BLIND WILLIE MCTELL: ATLANTA TWELVE STRING (1949; 1972)
1) Kill It Kid; 2) The Razor Ball; 3) Little Delia; 4) Broke Down Engine Blues; 5) Dying Crapshooter's Blues; 6) Pinetop's Boogie Woogie; 7) Blues Around Midnight; 8) Last Dime Blues; 9) On The Cooling Board; 10) Motherless Children Have A Hard Time; 11) I Got To Cross The River Jordan; 12) You Got To Die; 13) Ain't It Grand To Live A Christian; 14) Pearly Gates; 15) Soon This Morning.
Willie's post-war recordings, typically for most acoustic blues performers who peaked in the 1930s, were few; only two session periods are generally known, one of which, from 1949, is well represented on this album (as a single LP, it was released already in 1972), all of the songs having been recorded for the newly-formed Atlantic label, but only a couple of them released at the original time of recording.

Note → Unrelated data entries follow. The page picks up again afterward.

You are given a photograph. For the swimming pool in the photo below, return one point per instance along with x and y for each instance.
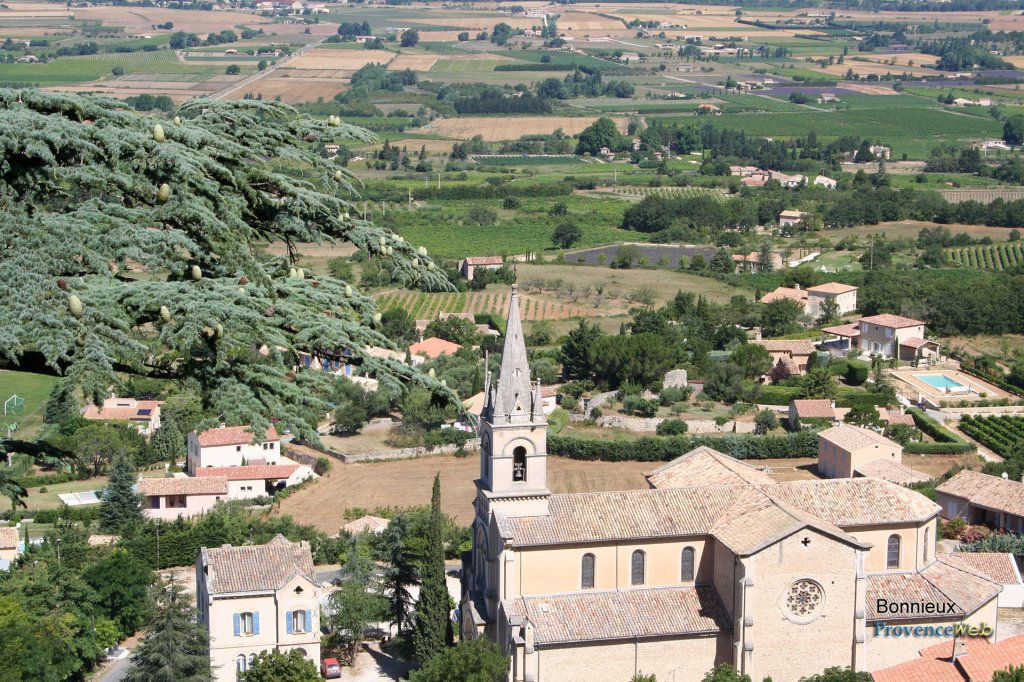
(942, 382)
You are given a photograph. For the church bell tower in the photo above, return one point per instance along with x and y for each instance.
(514, 431)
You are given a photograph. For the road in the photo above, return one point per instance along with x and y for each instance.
(249, 80)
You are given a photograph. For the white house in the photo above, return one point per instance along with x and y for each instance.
(231, 446)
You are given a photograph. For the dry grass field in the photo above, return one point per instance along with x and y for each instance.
(340, 59)
(497, 129)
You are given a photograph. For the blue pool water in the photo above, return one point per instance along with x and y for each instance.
(940, 381)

The good news: since the label was Atlantic and the year was 1949, this is the cleanest, sharpest-sounding McTell album of them all. If you cannot stand hiss or crackle, Atlanta Twelve String is your safest bet for assessing McTell's playing style — particularly convenient since he remembers to re-record some of his biggest hits (ʽBroke Down Engineʼ, ʽRazor Ballʼ) before heading off into the barroom / gospel blues directions that he already tried to popularize in 1940.

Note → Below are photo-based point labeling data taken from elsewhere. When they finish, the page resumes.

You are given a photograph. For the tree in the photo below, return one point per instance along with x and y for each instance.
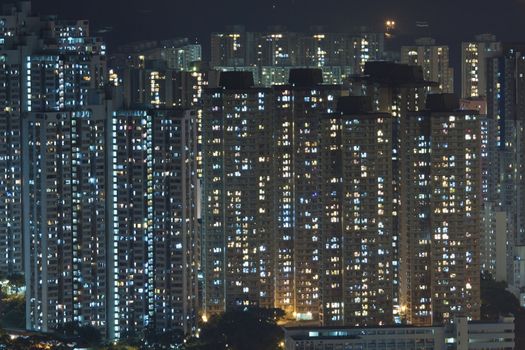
(497, 301)
(241, 329)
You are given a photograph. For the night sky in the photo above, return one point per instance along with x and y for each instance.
(451, 21)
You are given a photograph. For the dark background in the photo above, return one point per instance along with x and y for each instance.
(451, 21)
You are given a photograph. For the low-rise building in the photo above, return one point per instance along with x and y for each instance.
(461, 335)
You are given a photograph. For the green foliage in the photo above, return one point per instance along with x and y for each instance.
(241, 329)
(85, 335)
(496, 301)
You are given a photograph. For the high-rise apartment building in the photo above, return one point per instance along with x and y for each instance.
(507, 114)
(112, 234)
(65, 216)
(153, 223)
(47, 65)
(238, 216)
(357, 223)
(474, 56)
(261, 193)
(396, 89)
(440, 214)
(271, 55)
(434, 59)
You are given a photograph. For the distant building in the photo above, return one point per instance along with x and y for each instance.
(474, 64)
(434, 59)
(268, 53)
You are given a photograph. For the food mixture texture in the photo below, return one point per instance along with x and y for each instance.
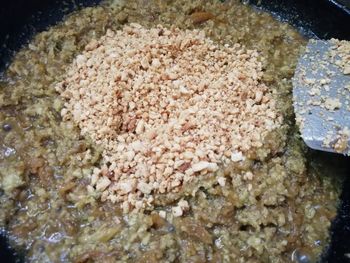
(141, 95)
(267, 202)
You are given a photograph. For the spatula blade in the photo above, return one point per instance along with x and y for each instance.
(321, 98)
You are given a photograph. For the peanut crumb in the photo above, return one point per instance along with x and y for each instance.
(165, 108)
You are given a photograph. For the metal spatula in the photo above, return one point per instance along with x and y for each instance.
(321, 95)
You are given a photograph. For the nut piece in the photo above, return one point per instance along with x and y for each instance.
(160, 123)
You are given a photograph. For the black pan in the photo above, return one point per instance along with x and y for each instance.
(21, 19)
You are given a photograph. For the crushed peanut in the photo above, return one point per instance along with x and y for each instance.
(165, 105)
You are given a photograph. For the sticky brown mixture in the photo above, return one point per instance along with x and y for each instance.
(265, 207)
(165, 105)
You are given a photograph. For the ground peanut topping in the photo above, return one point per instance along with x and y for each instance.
(165, 106)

The bad news is that his voice continues to show signs of serious weathering. Still expressive, but seriously lower than it used to be, it no longer has that unique youthfulness of old, yet at the same time is not gruff and rough enough to compete with the Ruffled Old Bluesman image of his peers. As for the playing, it is still precise and technical, but after the rousing opener (ʽKill-It-Kidʼ), he does not do any more ragtime numbers, and some of his tricks are not represented here at all — you will still have to search for the likes of ʽGeorgia Ragʼ to appreciate the man's full potential.

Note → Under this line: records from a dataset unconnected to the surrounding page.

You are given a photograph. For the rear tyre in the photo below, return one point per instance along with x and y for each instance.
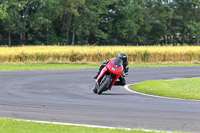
(104, 86)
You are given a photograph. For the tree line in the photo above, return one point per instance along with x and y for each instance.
(99, 22)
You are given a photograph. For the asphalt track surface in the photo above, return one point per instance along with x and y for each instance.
(66, 96)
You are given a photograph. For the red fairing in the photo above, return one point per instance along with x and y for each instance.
(113, 69)
(114, 81)
(103, 71)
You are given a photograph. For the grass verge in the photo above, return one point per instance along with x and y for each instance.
(16, 126)
(11, 67)
(180, 88)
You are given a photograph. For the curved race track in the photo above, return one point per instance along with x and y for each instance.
(66, 96)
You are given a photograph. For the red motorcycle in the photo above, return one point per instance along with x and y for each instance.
(108, 76)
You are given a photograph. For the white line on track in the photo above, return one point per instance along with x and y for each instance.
(92, 126)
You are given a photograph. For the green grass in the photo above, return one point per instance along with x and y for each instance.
(15, 126)
(11, 67)
(181, 88)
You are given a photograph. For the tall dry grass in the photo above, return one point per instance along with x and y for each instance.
(96, 54)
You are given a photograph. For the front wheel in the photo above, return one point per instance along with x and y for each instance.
(104, 86)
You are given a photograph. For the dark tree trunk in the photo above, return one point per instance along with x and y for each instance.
(9, 39)
(73, 35)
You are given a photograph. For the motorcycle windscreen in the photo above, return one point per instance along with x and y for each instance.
(118, 62)
(115, 66)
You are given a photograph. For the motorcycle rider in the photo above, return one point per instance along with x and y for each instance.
(122, 80)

Still, at least one of the tracks here is utterly wonderful — ʽPinetop's Boogie Woodieʼ, a musical / vocal guide to a traditional dance; not because it is particularly complex or emotional, it just got the spirit, sounding like a little time capsule back to the age where you could be taught your dance moves by an old black guy with a guitar. But yeah, that old black guy does do a beautiful sprinkly-chimy guitar move at the end of each round.
There are a couple extra Blind Willie Johnson tributes here (ʽMotherless Childrenʼ), and some stately solemn gospel anthems (ʽPearly Gatesʼ), but they are not as successful. For all the diversity of his interests, McTell was a playful performer, and whenever his performance lacks playfulness, it inevitably loses out to competition. In a way, he was doomed by his own age — as he got more and more «mature», he was drifting into all these «serious» genres where he did not have as much competence. "She's a real kind mama, lookin' for another man" is, and will always be, as great as Willie McTell ever gets, and these 1949 sessions, unfortunately, have very few such songs. Not that there are any downright bad performances, though — and, like I said, the very fact that this is the only «clean» recording from the man that one is ever going to get automatically makes it eligible for a modest thumbs up.